I am trying to understand this concept from an information theoretic perspective. We know that the environment-induced-decoherence takes away state information from a system. That would imply reduction in entropy of the system. Now analyzing the modeling process, the measurement process of a (environment induced) decohering system can be modeled by adding "noise" terms. That would imply addition of entropy to the system. Which is contradicting.
So my question is, from an information perspective, how can the (environment-induced-)decoherence process consistently (theoretically) describe the occurrence of (non-classical) noise? Or, what is the nature of such a noise?
Edit This is an explanation on why I think that decoherence might lead to reduction in entropy. I am using an information theoretic interpretation on entropy for this purpose, which can be interpreted as the amount of information that you lack about the exact physical state of the system (see https://physics.stackexchange.com/q/119515).
The measurement problem has 3 parts (Schlosshauer book on Decoherence). For this discussion only first 2 are relevant: 1) the problem of preferred basis and 2) the problem of non observability of interference.

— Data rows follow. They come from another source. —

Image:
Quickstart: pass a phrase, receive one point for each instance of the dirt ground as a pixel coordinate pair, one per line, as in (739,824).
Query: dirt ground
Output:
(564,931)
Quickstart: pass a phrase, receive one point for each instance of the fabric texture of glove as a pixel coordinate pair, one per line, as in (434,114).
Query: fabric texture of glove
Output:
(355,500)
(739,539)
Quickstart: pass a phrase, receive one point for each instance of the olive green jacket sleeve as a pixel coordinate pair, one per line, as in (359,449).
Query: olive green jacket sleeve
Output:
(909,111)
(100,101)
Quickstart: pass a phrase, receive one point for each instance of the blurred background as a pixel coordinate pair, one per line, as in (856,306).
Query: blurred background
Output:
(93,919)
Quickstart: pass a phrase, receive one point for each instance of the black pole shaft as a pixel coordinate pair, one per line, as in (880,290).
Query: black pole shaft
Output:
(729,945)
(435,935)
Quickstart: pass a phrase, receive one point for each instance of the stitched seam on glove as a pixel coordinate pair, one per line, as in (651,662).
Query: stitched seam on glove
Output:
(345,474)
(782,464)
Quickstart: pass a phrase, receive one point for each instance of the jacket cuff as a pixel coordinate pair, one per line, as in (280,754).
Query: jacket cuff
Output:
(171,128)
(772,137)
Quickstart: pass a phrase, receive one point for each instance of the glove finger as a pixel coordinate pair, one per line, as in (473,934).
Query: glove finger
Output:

Consider an unknown system that is initially isolated. Now I (or the environment) make measurements on this system and that makes the system vulnerable to decoherence. So it happens that through einselection I can find a set of robust states that are least prone to decoherence (pointer states) Let's call them $|\Psi_1\rangle$ and $|\Psi_2\rangle$. So this process allowed me to gain more information about the system, then I had before. Hence, the reduction in entropy! Now of course, initially the system was in a pure superposition of these states say $|\Psi\rangle = \alpha |\Psi_1\rangle + \beta |\Psi_2\rangle$, with a definite $\alpha$, $\beta$, therefore zero entropy. But as an observer with no initial knowledge of the system (an alien observer on system earth!) I model my belief on the system as an arbitrary superposition, say $|\Phi\rangle = a|\Phi_1\rangle + b|\Phi_2\rangle$ with unknown $a$, $b$, therefore a positive entropy. Now ofcourse, through the measurement process (and thanks to the physical process of einselection) I can find relationships between $(\alpha, \beta, \Psi_1, \Psi_2)$ and $(a,b,\Phi_1,\Phi_2)$. Hence, this entire process of measurement has 2 competing entropy elements, 1) First entropy element that is reduced by gaining knowledge on the pointer states, hence the basis and coefficients, 2) second entropy element that increases due to the maping of pure states to mixed states.